前半、そう高橋真一郎監督から指示を受けた柏は、序盤にその狙い通りと言わんばかりの先制点を叩き出す。昨年のように高い位置から勢いよくプレスをかけるのではなく、やや引いた位置でブロックを作り、その中で連動したプレスを仕掛ける。ボールをキープする千葉のラインが徐々に上がり、そうすることで千葉DFラインの背後を突いた。7分、杉山浩太のミドルレンジパスから前線へ抜け出した菅沼実が、落ち着いてGK櫛野亮との1対1を制して先制した。

しかし失点はしたものの、徐々にリズムを掴み始めたのは千葉の方だった。序盤こそ「ボールを持たされている」といった印象が強く、なかなかアタッキングサードへは入り込めなかったが、谷澤達也、工藤浩平、深井正樹らがフレキシブルにポジションを入れ替えることで変化をもたらし、サイドを起点として反撃を試みる。41分、工藤の絶妙のパスをペナルティエリア内で受けた谷澤が、巧みなステップで柏DFをかわし、左足で同点ゴールを挙げた。

同点で迎えた後半。56分の選手交代を機に、柏が今季目指すスタイルで再びリズムを手繰り寄せた。この日、前線でボールを落ち着かせることのできなかった李忠成を中盤の右サイドに回すなど、選手の並びを変更。するとその李をはじめ、菅沼、栗澤僚一といった選手たちが千葉の選手同士の間にスッと入り、パスの供給源であるフランサと杉山をサポート。ボールを受ける者、前へ出る者と、全体の動きが活性化され、柏のアクションサッカーの片鱗が姿を表した。ボールをキープしている間に、両サイドバックは高い位置へ動き、複数人がサポートの動きからポゼッションしては、最後はボールを引き出したフランサと杉山が、決定機につながるパスで急所を突く。ポゼッションで鮮やかに切り崩し、最後は栗澤が詰めて追加点。
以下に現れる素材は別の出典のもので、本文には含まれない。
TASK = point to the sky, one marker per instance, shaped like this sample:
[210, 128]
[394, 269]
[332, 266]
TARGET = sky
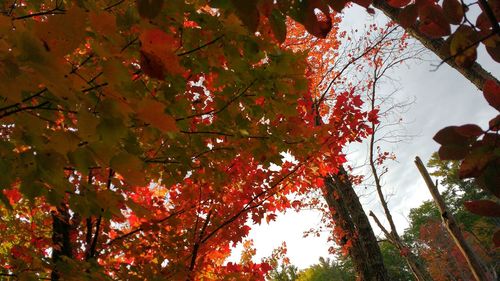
[442, 98]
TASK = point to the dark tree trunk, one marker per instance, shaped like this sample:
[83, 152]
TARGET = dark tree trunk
[347, 210]
[61, 241]
[475, 74]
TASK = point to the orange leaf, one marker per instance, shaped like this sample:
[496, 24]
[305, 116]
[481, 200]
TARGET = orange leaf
[491, 91]
[153, 112]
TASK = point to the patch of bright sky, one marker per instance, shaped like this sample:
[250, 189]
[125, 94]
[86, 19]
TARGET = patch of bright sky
[442, 98]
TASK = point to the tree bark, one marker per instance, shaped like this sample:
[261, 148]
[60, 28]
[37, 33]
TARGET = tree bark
[475, 74]
[475, 264]
[417, 268]
[61, 241]
[367, 256]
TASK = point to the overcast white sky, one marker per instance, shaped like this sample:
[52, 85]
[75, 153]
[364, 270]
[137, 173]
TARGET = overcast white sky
[443, 98]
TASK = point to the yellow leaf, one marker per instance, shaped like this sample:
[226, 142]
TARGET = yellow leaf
[153, 112]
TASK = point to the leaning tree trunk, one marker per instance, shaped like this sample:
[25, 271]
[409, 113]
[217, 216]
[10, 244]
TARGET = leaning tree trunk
[61, 240]
[475, 74]
[475, 263]
[365, 251]
[340, 215]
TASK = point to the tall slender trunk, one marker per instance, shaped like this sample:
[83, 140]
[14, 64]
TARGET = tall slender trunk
[61, 241]
[475, 73]
[365, 251]
[476, 265]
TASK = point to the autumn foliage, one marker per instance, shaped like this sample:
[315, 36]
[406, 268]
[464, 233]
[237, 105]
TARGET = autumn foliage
[138, 137]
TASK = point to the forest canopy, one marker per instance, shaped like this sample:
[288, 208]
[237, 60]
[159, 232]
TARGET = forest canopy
[138, 139]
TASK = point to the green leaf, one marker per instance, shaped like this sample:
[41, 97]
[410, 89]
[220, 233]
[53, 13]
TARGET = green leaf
[130, 167]
[248, 13]
[149, 8]
[483, 208]
[278, 25]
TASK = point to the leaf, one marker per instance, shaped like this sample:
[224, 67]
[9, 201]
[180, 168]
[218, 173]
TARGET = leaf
[453, 11]
[463, 46]
[318, 25]
[278, 25]
[432, 21]
[490, 178]
[61, 34]
[469, 131]
[485, 208]
[491, 91]
[474, 163]
[153, 112]
[149, 8]
[103, 23]
[408, 15]
[158, 54]
[450, 136]
[452, 152]
[494, 123]
[130, 167]
[496, 239]
[248, 13]
[338, 5]
[398, 3]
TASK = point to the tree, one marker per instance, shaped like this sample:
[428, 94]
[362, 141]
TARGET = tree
[138, 135]
[142, 143]
[325, 270]
[427, 235]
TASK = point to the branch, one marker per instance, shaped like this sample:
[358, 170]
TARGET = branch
[249, 205]
[197, 245]
[99, 219]
[55, 11]
[140, 228]
[25, 99]
[114, 5]
[23, 109]
[201, 47]
[214, 111]
[491, 16]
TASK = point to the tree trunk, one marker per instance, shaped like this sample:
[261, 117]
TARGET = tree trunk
[365, 251]
[475, 264]
[475, 74]
[61, 228]
[417, 268]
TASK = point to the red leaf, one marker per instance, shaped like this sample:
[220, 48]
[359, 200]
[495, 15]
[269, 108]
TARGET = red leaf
[495, 123]
[449, 136]
[453, 11]
[491, 91]
[469, 130]
[483, 208]
[473, 164]
[408, 15]
[432, 21]
[452, 152]
[157, 54]
[398, 3]
[260, 101]
[318, 25]
[248, 13]
[496, 238]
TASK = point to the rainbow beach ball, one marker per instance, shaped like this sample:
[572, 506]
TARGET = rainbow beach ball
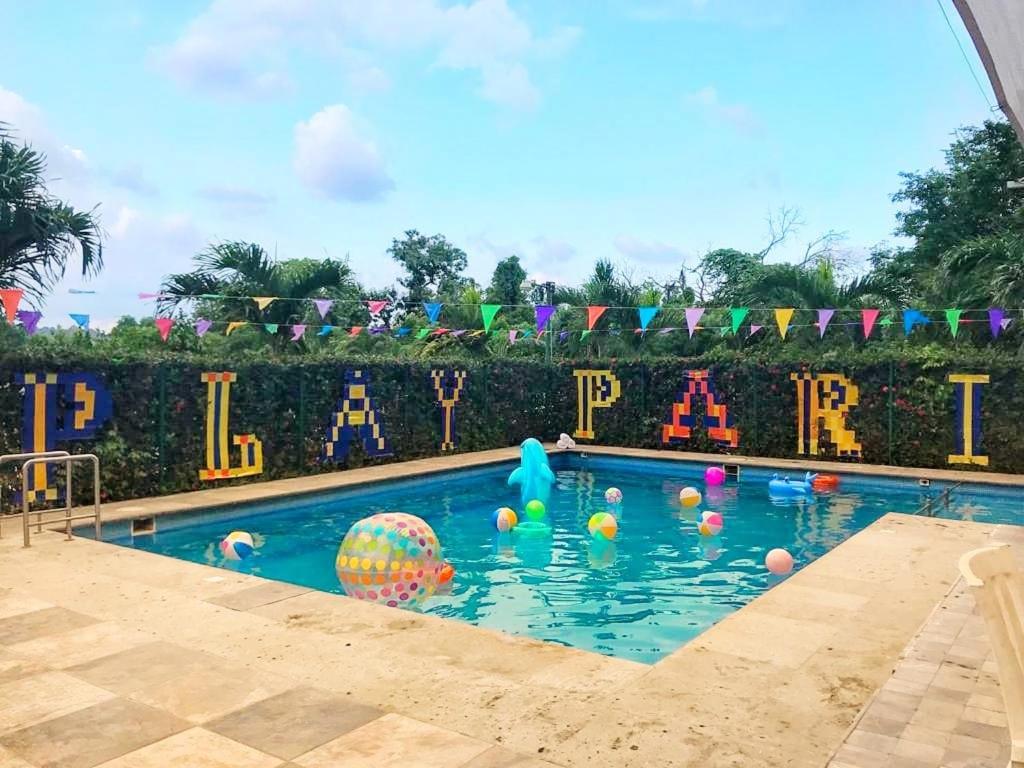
[603, 525]
[711, 523]
[689, 497]
[389, 558]
[504, 518]
[238, 545]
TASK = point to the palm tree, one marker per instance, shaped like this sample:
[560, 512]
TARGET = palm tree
[39, 232]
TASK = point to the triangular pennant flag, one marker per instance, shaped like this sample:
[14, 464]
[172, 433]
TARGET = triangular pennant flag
[738, 314]
[324, 306]
[11, 297]
[30, 318]
[952, 317]
[913, 317]
[824, 317]
[995, 322]
[543, 313]
[164, 326]
[693, 315]
[782, 317]
[487, 312]
[867, 317]
[646, 315]
[433, 309]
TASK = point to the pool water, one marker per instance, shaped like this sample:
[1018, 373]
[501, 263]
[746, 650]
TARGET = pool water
[640, 597]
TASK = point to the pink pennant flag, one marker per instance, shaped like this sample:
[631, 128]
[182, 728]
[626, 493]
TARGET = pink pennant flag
[867, 317]
[324, 306]
[693, 315]
[824, 317]
[164, 326]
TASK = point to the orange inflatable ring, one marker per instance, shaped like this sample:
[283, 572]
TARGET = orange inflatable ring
[446, 574]
[825, 482]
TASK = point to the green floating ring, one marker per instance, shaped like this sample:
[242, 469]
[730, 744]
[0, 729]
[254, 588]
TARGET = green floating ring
[532, 529]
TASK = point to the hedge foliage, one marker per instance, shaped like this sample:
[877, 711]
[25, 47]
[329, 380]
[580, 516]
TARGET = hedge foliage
[155, 443]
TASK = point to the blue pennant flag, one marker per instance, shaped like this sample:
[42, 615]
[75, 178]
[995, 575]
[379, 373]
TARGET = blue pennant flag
[433, 309]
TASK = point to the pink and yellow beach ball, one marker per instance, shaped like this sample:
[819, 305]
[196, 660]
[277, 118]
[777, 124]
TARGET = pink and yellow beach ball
[390, 558]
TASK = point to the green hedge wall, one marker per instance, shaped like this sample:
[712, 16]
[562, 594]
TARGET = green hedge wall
[155, 442]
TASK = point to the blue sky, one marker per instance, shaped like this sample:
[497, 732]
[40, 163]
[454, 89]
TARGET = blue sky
[644, 131]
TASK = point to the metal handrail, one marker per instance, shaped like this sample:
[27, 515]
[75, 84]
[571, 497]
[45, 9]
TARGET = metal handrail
[67, 461]
[16, 458]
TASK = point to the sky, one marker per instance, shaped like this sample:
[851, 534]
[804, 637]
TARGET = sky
[641, 131]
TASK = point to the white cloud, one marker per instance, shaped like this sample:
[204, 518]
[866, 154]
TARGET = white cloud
[242, 47]
[333, 158]
[714, 109]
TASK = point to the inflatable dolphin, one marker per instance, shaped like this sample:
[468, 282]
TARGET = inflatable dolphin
[534, 475]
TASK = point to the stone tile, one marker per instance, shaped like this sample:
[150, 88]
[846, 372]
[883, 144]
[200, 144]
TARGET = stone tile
[38, 697]
[293, 723]
[29, 626]
[92, 735]
[395, 741]
[82, 644]
[262, 594]
[195, 748]
[141, 667]
[200, 695]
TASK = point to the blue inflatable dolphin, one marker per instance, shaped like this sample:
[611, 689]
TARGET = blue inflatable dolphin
[534, 475]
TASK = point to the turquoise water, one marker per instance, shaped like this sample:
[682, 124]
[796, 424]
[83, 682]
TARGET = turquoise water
[658, 585]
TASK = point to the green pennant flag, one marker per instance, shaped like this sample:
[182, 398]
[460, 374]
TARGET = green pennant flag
[952, 317]
[487, 312]
[738, 313]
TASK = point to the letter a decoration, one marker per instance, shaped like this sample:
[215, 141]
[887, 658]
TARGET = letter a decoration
[218, 457]
[594, 389]
[967, 418]
[357, 416]
[58, 408]
[448, 390]
[825, 399]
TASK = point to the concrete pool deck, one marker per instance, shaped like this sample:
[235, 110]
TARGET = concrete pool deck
[121, 657]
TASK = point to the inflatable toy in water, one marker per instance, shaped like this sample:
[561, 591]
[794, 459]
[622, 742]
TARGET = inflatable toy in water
[784, 487]
[534, 476]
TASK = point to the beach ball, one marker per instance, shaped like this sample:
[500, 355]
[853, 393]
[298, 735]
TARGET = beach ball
[238, 545]
[715, 475]
[536, 509]
[602, 525]
[689, 497]
[389, 558]
[504, 518]
[613, 496]
[710, 523]
[778, 561]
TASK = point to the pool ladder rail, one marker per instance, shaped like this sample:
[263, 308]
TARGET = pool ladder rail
[68, 460]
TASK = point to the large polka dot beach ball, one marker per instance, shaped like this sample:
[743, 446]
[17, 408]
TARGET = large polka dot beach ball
[689, 497]
[711, 523]
[389, 558]
[603, 525]
[238, 545]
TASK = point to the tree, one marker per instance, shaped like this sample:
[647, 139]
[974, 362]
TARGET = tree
[429, 264]
[38, 232]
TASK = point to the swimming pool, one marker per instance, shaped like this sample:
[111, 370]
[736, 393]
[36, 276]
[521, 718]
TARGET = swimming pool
[640, 597]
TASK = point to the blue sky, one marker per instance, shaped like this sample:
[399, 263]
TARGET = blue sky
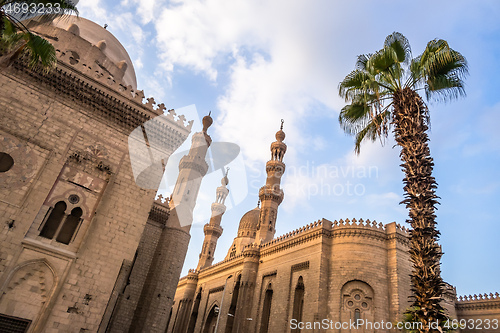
[253, 63]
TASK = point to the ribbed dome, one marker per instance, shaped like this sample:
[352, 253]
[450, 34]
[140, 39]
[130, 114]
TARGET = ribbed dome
[249, 222]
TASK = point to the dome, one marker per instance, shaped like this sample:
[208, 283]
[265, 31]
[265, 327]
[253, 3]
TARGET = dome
[73, 34]
[249, 221]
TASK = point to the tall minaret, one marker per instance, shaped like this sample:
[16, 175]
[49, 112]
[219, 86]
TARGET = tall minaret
[271, 195]
[213, 230]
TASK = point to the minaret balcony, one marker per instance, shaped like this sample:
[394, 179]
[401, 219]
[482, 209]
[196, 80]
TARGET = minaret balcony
[210, 229]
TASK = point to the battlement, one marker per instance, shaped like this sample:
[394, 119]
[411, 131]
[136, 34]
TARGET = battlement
[480, 297]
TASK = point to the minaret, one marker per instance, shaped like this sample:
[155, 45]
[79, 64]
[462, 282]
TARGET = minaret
[213, 230]
[271, 195]
[192, 168]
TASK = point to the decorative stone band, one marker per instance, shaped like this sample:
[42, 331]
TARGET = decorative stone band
[100, 94]
[324, 227]
[217, 209]
[192, 275]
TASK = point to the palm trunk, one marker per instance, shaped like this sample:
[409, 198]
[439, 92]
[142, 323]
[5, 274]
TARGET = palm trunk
[410, 122]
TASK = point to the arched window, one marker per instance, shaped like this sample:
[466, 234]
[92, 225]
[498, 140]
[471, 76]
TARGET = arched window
[70, 225]
[6, 162]
[266, 311]
[298, 302]
[357, 302]
[52, 224]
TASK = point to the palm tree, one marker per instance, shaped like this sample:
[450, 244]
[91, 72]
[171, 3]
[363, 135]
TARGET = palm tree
[383, 92]
[17, 40]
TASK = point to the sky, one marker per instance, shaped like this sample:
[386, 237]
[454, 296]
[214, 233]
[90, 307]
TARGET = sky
[252, 63]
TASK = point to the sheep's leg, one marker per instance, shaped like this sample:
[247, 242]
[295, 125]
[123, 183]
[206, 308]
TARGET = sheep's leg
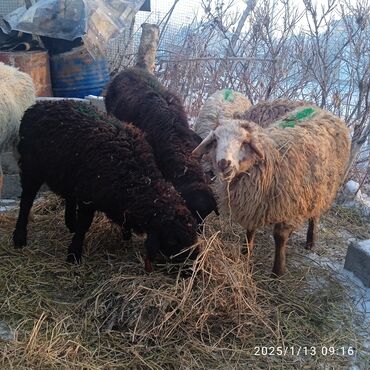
[250, 239]
[29, 191]
[85, 216]
[70, 214]
[311, 232]
[281, 234]
[1, 178]
[126, 233]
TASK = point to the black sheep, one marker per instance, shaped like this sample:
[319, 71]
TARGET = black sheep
[101, 165]
[136, 96]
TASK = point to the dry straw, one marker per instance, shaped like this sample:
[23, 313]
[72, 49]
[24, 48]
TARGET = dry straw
[108, 313]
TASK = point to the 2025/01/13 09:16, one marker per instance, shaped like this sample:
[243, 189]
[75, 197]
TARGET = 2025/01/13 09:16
[303, 351]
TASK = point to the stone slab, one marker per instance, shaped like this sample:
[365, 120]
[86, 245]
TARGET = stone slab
[358, 260]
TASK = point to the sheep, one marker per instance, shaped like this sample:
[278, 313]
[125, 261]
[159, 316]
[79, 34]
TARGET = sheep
[266, 112]
[281, 175]
[221, 104]
[102, 165]
[17, 93]
[136, 96]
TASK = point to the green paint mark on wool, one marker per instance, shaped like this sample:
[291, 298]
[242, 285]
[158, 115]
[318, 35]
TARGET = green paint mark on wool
[228, 95]
[291, 120]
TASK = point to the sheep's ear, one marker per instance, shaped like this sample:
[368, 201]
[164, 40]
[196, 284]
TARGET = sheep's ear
[257, 148]
[205, 145]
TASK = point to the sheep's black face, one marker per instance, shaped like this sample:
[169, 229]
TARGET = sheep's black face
[201, 202]
[172, 238]
[176, 237]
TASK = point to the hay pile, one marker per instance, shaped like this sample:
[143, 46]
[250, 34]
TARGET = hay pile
[107, 313]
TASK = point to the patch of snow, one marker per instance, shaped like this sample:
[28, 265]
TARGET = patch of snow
[7, 204]
[361, 201]
[352, 186]
[356, 289]
[365, 245]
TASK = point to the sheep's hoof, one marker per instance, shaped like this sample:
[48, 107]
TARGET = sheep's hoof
[19, 240]
[277, 274]
[71, 228]
[309, 245]
[72, 258]
[126, 235]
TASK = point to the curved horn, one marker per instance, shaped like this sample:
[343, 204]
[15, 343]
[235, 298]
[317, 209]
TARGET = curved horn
[257, 148]
[205, 145]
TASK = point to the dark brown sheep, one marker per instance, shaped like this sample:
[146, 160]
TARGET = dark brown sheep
[136, 96]
[93, 160]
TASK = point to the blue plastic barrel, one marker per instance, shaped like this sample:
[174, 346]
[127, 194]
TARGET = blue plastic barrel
[76, 74]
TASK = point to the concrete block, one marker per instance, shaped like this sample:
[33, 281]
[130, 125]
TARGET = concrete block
[97, 102]
[358, 260]
[9, 164]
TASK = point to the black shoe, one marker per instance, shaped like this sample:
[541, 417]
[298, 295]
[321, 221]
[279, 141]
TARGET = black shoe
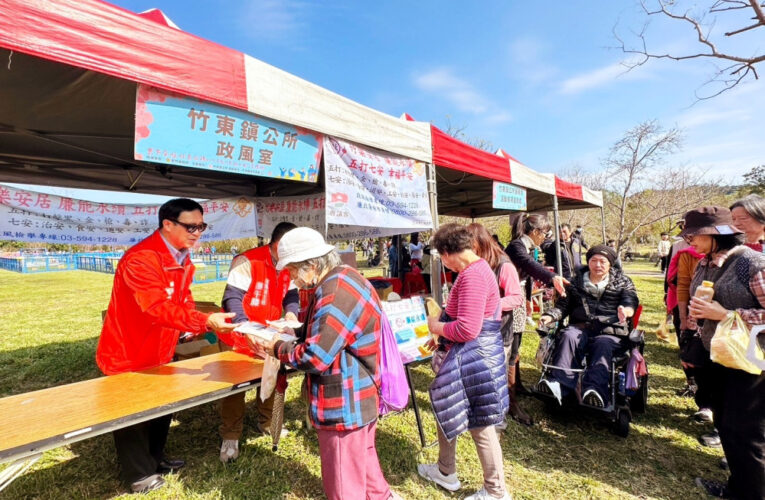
[688, 391]
[714, 489]
[703, 416]
[168, 466]
[711, 439]
[147, 484]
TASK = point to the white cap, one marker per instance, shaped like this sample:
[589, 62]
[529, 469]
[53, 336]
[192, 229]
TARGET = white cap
[301, 244]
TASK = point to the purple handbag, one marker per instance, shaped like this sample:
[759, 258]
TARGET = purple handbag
[394, 390]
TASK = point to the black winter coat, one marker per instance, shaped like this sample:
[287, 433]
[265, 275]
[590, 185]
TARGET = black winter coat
[620, 291]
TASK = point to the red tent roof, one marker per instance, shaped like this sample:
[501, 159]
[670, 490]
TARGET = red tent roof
[102, 37]
[455, 154]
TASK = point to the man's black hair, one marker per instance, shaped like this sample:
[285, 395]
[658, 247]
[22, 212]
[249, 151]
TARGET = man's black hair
[728, 241]
[280, 230]
[172, 209]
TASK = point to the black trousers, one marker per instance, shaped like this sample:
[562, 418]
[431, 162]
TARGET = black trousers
[738, 405]
[141, 447]
[576, 342]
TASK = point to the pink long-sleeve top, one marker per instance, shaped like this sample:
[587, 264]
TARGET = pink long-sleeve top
[510, 285]
[473, 298]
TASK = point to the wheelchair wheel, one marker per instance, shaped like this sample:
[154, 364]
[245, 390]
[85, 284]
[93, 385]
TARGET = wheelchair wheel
[639, 401]
[622, 423]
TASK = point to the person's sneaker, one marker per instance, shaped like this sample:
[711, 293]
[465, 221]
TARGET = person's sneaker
[703, 416]
[431, 473]
[267, 430]
[229, 450]
[482, 494]
[147, 484]
[714, 489]
[552, 388]
[592, 398]
[169, 465]
[711, 439]
[688, 391]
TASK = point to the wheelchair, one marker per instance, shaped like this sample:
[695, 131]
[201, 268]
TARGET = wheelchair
[623, 402]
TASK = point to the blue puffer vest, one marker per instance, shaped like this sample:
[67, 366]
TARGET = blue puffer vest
[470, 389]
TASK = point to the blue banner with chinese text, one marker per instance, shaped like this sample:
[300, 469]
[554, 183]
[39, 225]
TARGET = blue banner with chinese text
[178, 130]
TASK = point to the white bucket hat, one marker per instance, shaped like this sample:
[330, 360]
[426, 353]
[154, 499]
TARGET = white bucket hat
[301, 244]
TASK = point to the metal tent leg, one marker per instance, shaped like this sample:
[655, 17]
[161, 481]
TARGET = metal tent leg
[16, 469]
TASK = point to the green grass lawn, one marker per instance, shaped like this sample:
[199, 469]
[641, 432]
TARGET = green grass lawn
[49, 331]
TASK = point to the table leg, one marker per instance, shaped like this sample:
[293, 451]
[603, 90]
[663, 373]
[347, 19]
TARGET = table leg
[16, 469]
[414, 405]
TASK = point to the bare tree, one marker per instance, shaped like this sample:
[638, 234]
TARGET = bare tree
[641, 188]
[732, 67]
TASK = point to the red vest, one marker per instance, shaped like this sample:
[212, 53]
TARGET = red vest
[264, 297]
[150, 305]
[263, 300]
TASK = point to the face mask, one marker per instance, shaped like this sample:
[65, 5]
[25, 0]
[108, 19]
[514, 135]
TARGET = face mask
[301, 281]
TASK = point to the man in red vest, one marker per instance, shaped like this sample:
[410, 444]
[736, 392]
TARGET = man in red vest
[255, 291]
[150, 306]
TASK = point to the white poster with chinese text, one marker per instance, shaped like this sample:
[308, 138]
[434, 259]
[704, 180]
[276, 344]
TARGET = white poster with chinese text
[310, 211]
[45, 218]
[368, 188]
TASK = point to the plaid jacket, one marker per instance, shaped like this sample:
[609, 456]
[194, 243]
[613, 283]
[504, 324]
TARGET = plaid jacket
[343, 318]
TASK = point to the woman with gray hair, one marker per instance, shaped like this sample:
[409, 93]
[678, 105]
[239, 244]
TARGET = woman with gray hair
[340, 353]
[748, 215]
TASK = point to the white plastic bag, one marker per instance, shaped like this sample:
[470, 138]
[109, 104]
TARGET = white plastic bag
[268, 379]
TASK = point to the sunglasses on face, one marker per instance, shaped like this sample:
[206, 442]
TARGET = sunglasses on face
[191, 228]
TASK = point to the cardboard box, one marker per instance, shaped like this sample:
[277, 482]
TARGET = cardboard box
[207, 307]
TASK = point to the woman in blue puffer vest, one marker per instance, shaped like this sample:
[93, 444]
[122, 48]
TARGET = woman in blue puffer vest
[469, 392]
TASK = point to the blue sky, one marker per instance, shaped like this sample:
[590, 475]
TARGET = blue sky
[545, 84]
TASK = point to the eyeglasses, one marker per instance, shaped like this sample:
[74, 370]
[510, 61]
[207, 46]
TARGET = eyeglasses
[191, 228]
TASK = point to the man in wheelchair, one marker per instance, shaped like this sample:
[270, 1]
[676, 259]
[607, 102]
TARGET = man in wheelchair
[597, 304]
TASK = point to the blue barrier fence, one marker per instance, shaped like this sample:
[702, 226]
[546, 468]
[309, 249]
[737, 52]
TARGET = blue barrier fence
[209, 267]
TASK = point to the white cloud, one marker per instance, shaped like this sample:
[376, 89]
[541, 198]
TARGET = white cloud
[601, 77]
[527, 64]
[499, 118]
[454, 89]
[273, 20]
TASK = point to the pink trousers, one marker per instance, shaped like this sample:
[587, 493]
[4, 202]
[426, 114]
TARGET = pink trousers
[349, 465]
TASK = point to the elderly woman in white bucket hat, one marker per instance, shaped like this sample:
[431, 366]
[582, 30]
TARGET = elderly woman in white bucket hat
[341, 358]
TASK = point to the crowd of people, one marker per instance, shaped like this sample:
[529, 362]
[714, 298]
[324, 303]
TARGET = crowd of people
[475, 342]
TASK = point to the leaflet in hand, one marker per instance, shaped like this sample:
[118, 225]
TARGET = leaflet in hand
[264, 332]
[283, 323]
そして昨年までの柏の代名詞でもあった奪ってからの素早いカウンターで李が3点目を挙げ、千葉を突き放した。

李のサイド起用による新境地、フランサの好調ぶり、そしてまさに“マエストロ”とも呼ぶべき見事にゲームのタクトを振るった杉山の好パフォーマンスなど、アルセウ、大谷秀和の負傷とマイナス要因の多かった柏には、開幕に向けてひとつの形が見出されたプレシーズンマッチとなった。

一方、千葉は前半の終盤に見せたようなサイド攻撃が後半は鳴りを潜め、前線の巻誠一郎と新居辰基が効果的な形でボールを受けるには至らなかった。もちろん、後半のトーンダウンの理由には疲労の影響もあったと推測できる。新戦力のアレックスは徐々にコンディションを上げ、この試合には10数分の出場にとどまった中後雅喜が控えており、さらに福元洋平もまた最終ラインからのフィードには定評がある。素材は十分揃っているだけに、今後ミラー監督がいかにそのピースを当てはめていくか見ものである。